Thailand detains Taiwanese citizen over anti-China broadcasts
PHOTO: Taiwan News
A Taiwanese businessman has been detained in Thailand for allegedly helping an underground online radio broadcast aimed at Chinese listeners. The allegations have come from Radio Free Asia (RFA).
But the manager of the online radio station says Chiang Yung-hsin (蔣永新) has nothing to do with illegal broadcasts, according to the Central News Agency.
Police in Bangkok have detained Taiwanese citizen Chiang, who manages a Taiwanese-owned factory in Thailand. The arrest was made on November 22 over allegations of ‘illegal radio broadcasting’.
The Falun Gong station ‘The Sound of Hope’, based in San Francisco but has been making short-wave Chinese-language programs aimed at China for a decade, according to CNA. A station official told RFA that Chiang wasn’t even a volunteer, but that he had helped a volunteer rent a space in the northern Thai city of Chiang Mai which could be used for broadcasting equipment.

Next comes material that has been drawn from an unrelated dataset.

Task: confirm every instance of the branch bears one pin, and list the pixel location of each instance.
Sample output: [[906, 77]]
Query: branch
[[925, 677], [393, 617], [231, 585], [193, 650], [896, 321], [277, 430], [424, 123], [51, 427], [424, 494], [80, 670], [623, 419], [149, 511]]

The Taiwanese man has since reportedly been freed on bail, but he has not been allowed to leave Thailand.
The radio station said most of its programming was devoted to international news and cultural issues, and not to religion, while it had respected Thai legislation. Pressure from China had reportedly moved Thai police to act against Chiang.
Falun Gong is Chinese spiritual practice that has been banned in China amid strong crackdowns on adherents and allegations that it has anti-Communist party sentiments.